For the Geo Quiz we are looking for the world's third largest island that is shared by three countries. Most of this island is in Indonesian territory.
The answer is Borneo, which is divided into Indonesia, Brunei and Malaysia.
The Batang Lupar river in Malaysian Borneo is known for its tidal bores. The tidal bore is a force of nature like no other. One of around sixty known to occur in rivers worldwide, the tidal bore in the Batang Lupar River in Sarawak, Malaysian Borneo, is one of the largest. Maria Bakkalapulo jumped onboard a small boat and braved the tidal bore. She sent this report.
A tidal bore requires a precise mix of topography, geography and tides. Simply put, it's when tidewater — funneled into a river's mouth — crashes against the river's outflow. That can cause one huge wave, or set of waves, to travel back upstream — sometimes as much as 50 miles. The height of the waves vary, but the really good ones for surfers are about 10 feet high.

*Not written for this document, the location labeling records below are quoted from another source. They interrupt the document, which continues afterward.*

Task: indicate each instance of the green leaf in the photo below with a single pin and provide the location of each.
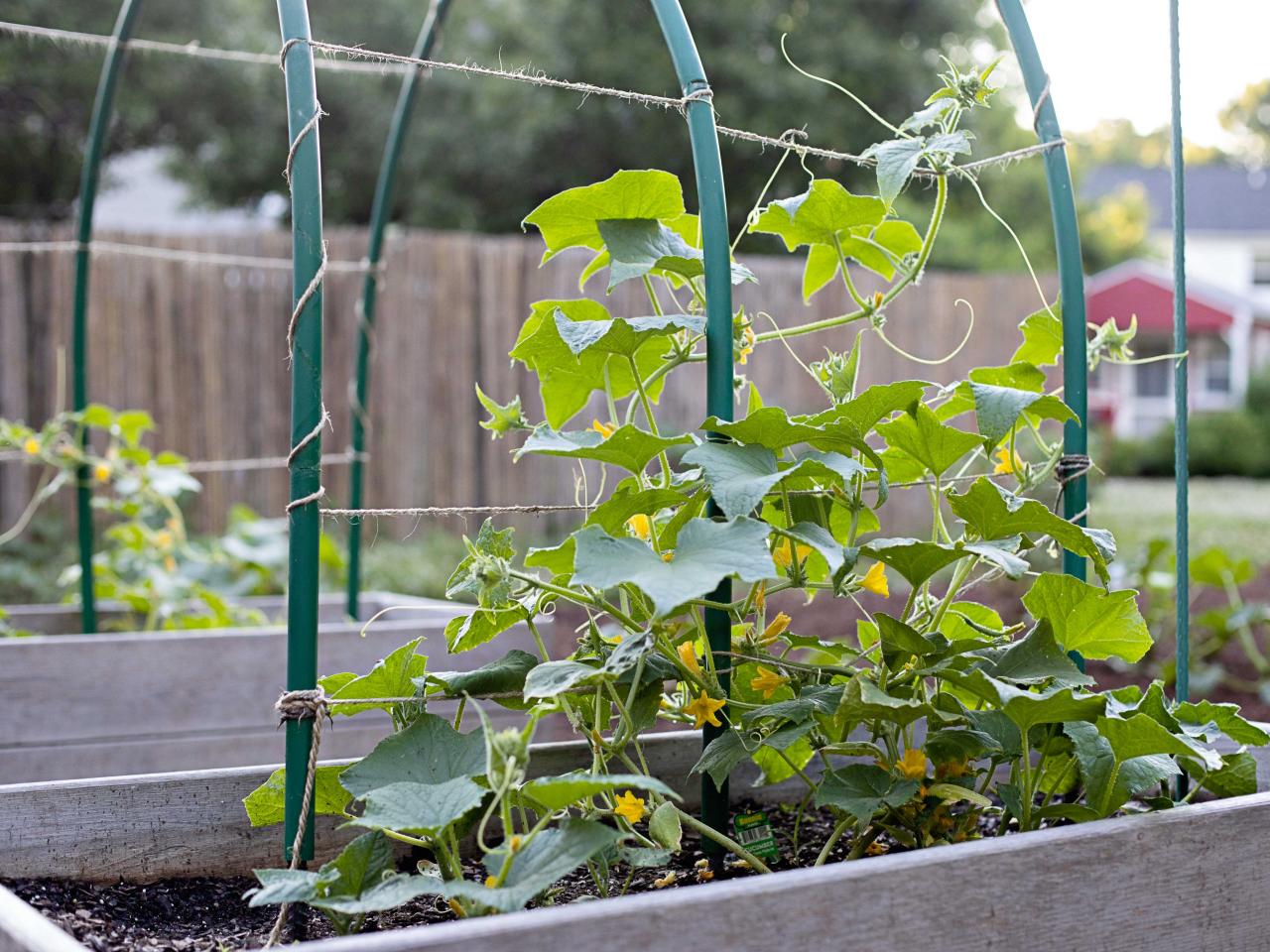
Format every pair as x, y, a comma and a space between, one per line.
566, 379
467, 631
1043, 336
1037, 657
739, 476
567, 789
997, 411
720, 757
548, 857
992, 512
705, 553
622, 336
418, 809
427, 752
390, 676
818, 216
264, 805
1223, 717
861, 789
1110, 782
629, 447
572, 217
898, 159
1087, 620
665, 826
933, 443
499, 676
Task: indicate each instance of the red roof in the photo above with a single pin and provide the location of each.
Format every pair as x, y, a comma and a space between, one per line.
1124, 293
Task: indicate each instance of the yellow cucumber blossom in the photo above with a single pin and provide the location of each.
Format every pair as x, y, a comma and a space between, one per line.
775, 629
703, 710
630, 807
1007, 463
640, 526
912, 765
767, 682
689, 655
784, 556
875, 580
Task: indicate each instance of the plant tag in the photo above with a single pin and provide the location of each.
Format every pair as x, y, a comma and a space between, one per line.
754, 833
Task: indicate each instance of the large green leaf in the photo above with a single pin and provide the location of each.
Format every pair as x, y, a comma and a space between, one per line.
566, 379
818, 216
567, 789
549, 856
992, 512
861, 789
571, 218
390, 678
1043, 336
1087, 620
933, 443
997, 409
705, 553
427, 752
627, 447
418, 809
266, 803
739, 476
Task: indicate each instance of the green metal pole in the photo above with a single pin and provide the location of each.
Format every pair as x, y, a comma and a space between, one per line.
1071, 273
381, 211
1182, 466
307, 407
712, 204
96, 130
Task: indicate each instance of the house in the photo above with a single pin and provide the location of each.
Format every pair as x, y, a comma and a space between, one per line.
1227, 295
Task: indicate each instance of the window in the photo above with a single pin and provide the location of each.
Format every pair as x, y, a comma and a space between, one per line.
1261, 268
1155, 379
1216, 367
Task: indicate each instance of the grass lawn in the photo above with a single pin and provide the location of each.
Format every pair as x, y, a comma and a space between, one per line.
1223, 512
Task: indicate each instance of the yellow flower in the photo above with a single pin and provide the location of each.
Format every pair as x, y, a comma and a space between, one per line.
767, 682
689, 655
703, 710
784, 556
640, 526
747, 345
1007, 462
630, 807
775, 629
875, 580
912, 765
760, 595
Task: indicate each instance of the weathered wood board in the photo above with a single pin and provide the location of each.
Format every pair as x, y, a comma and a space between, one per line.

Four French surfers were there to ride the wave — even after spotting three Salt Water crocodiles earlier that day. Bruno Andre is one of them.
"It is exciting because the phenomenon is amazing," Andre said. "The water goes out of the river and when it comes back it makes a huge mass of water coming through and breaking and making a long, long wave. You can surf for many, many miles."
The surfers use fast boats to chase and overtake the waves, jumping on and off, sometimes surfing continuously for five to ten minutes at a time.
Alex Wong is a world champion jet skier. He said it's an amazing ride.
"When I was waiting for the wave to appear, it was just a little white line in the distance. But once it started to roll in, it rolls in on very shallow water, it is more like froth coming at you," Wong said.
He said it is all bubbly, but when it enters the river mouth, it starts to build and it starts to get smooth.
"It is just beautiful, I think that is the right word," he said.
Antony Colas is author of The World Stormrider Guide. He has surfed six of the largest tidal bores in the world.
Colas said that looking at the head of the bore before actually launching into it is very important.
"That is the game. It is like you are catching a train that is moving," he said.
He said the tide never waits or stops for anyone and that riding the actual wave is a feeling of flying.
There's a festive atmosphere whenever there's a tidal bore — or Benak as it's called on the Batang Lupar River. The locals appreciate the tourists, but also find the Benak beneficial in other ways.
Deckson Bundak knows the river well.
"During the Benak time, it is time for us to catch shrimp or fish, for us, for food, for our meals," Bundak said.
He said that when the Benak come they go to the river bank just between the river and the bank and put their fish baskets. The water current pushes the shrimp and fish inside the baskets.
But the easy fishing is not without its dangers. Saltwater crocodiles are common and reach frightening proportions. They kill about half-a-dozen people each year in the area. But despite the risks, the Batang Lupar Benak is becoming more and more popular.